Planos de saúde e lobby no Judiciário – 1
Reportagem publicada nesta segunda-feira (24/9) na Folha, de autoria do editor deste Blog, trata do lobby das operadoras de planos de saúde no Judiciário e da preocupação do setor privado com o aumento das ações judiciais na área de saúde.
Na última sexta-feira, o ministro Gilmar Mendes, do Supremo Tribunal Federal, presidiu um júri simulado sobre a judicialização da saúde, na Escola Paulista da Magistratura, em São Paulo. O evento foi aberto por dois dirigentes da Unimed, cooperativa de médicos que opera planos de saúde.
A Unimed patrocina encontros com magistrados para discutir o aumento das ações judiciais na área de saúde. Alguns são realizados na sede da cooperativa.
Em agosto, cerca de cem juízes participaram, num final de semana (24/8 a 26/8), de congresso sobre saúde suplementar no hotel Casa Grande, no Guarujá. As despesas dos magistrados e dos acompanhantes foram pagas por operadoras de planos de saúde. O desembargador Ivan Sartori, presidente do Tribunal de Justiça de São Paulo, presidiu a mesa de um dos painéis. A assessoria do TJ-SP informou que Sartori não ficou hospedado no hotel.
A Unimed produziu a “Cartilha de Apoio Médico e Científico ao Judiciário”. No livreto, Caio da Silva Monteiro, diretor da Unimed, diz que a intenção “é proteger o Sistema Unimed das liminares que determinam atendimentos sem a contrapartida financeira”.
Segundo Monteiro, “existe uma tendência natural do Judiciário na intenção de proteger o consumidor em detrimento da operadora”.
Em 2010, o CNJ (Conselho Nacional de Justiça) recomendou encontros e convênios para que os juízes recebam apoio técnico ao julgar demandas urgentes relativas à saúde pública e privada. O órgão sugeriu a criação de comissões de médicos, nutricionistas e farmacêuticos nas comarcas, para assessorar juízes e promotores.
“Deixamos para o juiz essa imensa responsabilidade, e o juiz acaba não estando devidamente preparado”, disse Gilmar Mendes no evento realizado na EPM. No ano passado, quem presidiu o júri simulado promovido pela Unimed foi o ministro Dias Toffoli. O júri foi realizado em Campos do Jordão (SP).
Segundo informa o portal da Unimed, o júri presidido por Toffoli “decidiu sobre o tema ‘Equilíbrio das Relações Contratuais’, apontando também a licitude do Sistema Unimed ao demandar o ressarcimento do Sistema Único de Saúde (SUS) em relação a coberturas realizadas, por força de liminar, não previstas em contrato”.

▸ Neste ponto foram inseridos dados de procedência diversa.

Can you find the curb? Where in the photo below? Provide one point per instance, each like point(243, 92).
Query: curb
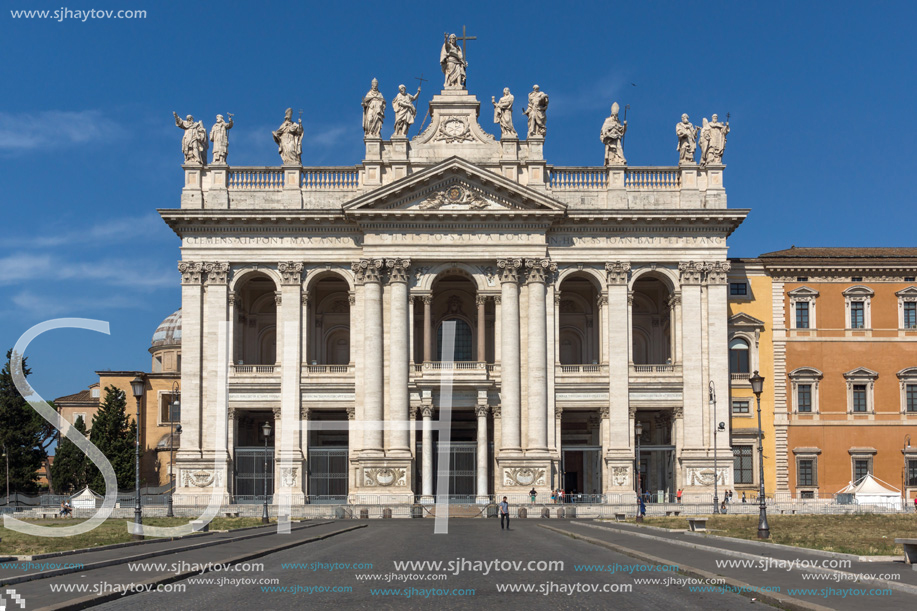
point(125, 559)
point(773, 598)
point(897, 585)
point(92, 601)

O congresso no Guarujá foi promovido pelo IESS (Instituto de Estudos de Saúde Suplementar), fundado por operadoras de planos de saúde. Teve apoio do Tribunal de Justiça de São Paulo e de entidades ligadas à magistratura paulista.
O ministro Marco Aurélio de Mello, do STF, foi um dos palestrantes. “A não ser o pernoite, nada mais é custeado pelos organizadores e apoiadores do evento”, disse o ministro. “Trata-se, para mim, de atividade acadêmica e não de lazer”, afirmou.
Alguns juízes que participaram de encontros promovidos pela Escola Paulista da Magistratura em fóruns no interior de São Paulo não sabiam que a Unimed era patrocinadora.
Eles entendem como “doutrinação” a tentativa de padronização das decisões na primeira instância. O ministro Ricardo Villas Bôas Cueva, do STJ, disse num desses encontros que o juiz toma decisões subjetivas, “pelo teor humano que essas ações carregam”, e que provocam impacto no sistema como um todo. Para os juízes mais críticos, essa é a tese dos planos de saúde.
Recentemente, o CNJ anunciou que produzirá enunciados sobre fornecimento de medicamentos e cobertura de planos de saúde.
Segundo o CNJ, o Judiciário acumula 241 mil processos na área de saúde (dados de 2011). A maior concentração ocorre na Justiça estadual do Rio Grande do Sul (113,9 mil).
Esse é o retrato do Judiciário brasileiro. Autista, não consegue (ou não quer) enxergar o óbvio conflito de interesses envolvidos nesses “seminários”. E pensar que o contribuinte brasileiro paga (e muito) para manter esse colossal sorvidouro de recursos públicos, esta estrutura anacrônica, ineficiente, perdulária, inútil e completamente dispensável. A República merecia mais.
Gostaria de saber como o CNJ vai “padronizar” o fornecimento de remédios, se tal é matéria jurisdicional. O CNJ, realmente, se acha onipotente.